Tesla quietly dropped the middle trim level over the weekend, which had offered buyers 264 miles of range. The company introduced the car last November in lieu of the entry-level Standard Range car—although Tesla opened that most affordable Model 3 up to orders late last month.
At the time Tesla CEO Elon Musk announced that developing the Mid Range car, which sold for about $41,200, was cheaper than building a redesigned battery pack for the Standard Range Model 3. Of course, its higher price also helped Tesla bring in more money in the middle of a cash crunch.
2018 Tesla Model S and 2018 Tesla Model X
When the company released the long-awaited $35,000 base Model 3 ($36,200 including destination), it also included a surprise new trim level with the Model 3 Standard Range Plus (for about $38,200 today), offering a longer range halfway to that of the Mid Range Model 3. Its Partial Premium interior also likely included the features that most buyers want. At the extra $3,000 for 24 more miles of range, fancier maps, and an even-higher-end sound system it was unclear what buyers might pony up for the Mid Range car.

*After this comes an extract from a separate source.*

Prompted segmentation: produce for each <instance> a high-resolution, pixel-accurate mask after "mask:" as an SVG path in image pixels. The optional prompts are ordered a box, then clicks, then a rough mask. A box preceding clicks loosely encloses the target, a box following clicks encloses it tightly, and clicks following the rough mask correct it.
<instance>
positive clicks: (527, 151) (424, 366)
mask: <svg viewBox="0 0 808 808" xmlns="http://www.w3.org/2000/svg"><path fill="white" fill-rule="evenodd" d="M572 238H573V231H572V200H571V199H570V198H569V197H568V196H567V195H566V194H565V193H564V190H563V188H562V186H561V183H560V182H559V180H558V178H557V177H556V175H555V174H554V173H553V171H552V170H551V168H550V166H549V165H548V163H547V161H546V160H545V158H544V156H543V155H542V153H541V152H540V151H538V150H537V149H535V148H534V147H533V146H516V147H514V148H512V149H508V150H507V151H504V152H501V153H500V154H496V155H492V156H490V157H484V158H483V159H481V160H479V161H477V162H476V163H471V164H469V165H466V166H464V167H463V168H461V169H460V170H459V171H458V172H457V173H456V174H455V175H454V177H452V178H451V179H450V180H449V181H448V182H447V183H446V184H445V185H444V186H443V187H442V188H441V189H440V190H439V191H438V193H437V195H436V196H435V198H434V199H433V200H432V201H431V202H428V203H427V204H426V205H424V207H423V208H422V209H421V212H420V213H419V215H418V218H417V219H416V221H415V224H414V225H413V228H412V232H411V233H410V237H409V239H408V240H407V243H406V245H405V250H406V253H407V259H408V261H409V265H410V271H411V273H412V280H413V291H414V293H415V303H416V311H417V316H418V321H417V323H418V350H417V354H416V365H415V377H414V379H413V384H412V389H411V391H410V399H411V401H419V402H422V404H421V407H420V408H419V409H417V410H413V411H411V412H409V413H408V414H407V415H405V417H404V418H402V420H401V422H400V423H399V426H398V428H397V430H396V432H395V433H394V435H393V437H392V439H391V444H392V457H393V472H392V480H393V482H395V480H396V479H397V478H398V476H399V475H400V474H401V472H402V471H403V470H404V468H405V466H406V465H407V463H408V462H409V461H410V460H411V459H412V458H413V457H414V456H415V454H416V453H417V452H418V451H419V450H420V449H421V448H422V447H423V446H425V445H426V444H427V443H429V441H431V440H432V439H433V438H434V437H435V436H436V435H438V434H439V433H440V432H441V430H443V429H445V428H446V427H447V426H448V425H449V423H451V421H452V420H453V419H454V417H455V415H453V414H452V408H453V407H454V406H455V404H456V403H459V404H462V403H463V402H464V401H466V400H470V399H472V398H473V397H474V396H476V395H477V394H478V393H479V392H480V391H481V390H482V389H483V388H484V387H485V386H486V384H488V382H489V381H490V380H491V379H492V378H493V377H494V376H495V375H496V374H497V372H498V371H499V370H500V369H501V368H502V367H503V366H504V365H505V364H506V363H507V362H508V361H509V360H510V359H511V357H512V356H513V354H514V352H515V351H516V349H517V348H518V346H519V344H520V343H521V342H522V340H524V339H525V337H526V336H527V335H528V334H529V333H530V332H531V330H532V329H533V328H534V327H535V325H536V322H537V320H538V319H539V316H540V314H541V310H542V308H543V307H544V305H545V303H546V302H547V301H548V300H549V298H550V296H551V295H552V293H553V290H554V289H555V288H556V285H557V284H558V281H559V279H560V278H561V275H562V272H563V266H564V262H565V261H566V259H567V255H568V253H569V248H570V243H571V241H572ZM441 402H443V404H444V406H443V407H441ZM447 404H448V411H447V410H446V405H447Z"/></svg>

Among our readers, the answer was, few of them. In our Twitter poll last week, which asked "Which Tesla Model 3 would you buy?" Though our polls are unscientific, only 12 percent of our respondents chose the Mid Range version over the base Short Range model, the Short Range Plus, or one of the Long Range variants, the smallest of any group.
Monday is the last day to buy a Tesla before the latest 3-percent price increase hits on all but the base Model 3.
Some news reports—and Bloomberg's Model 3 Tracker, for instance—indicate that Tesla still has a high amount of inventory, so those who still want a Mid Range Model 3, may still have some time to buy one.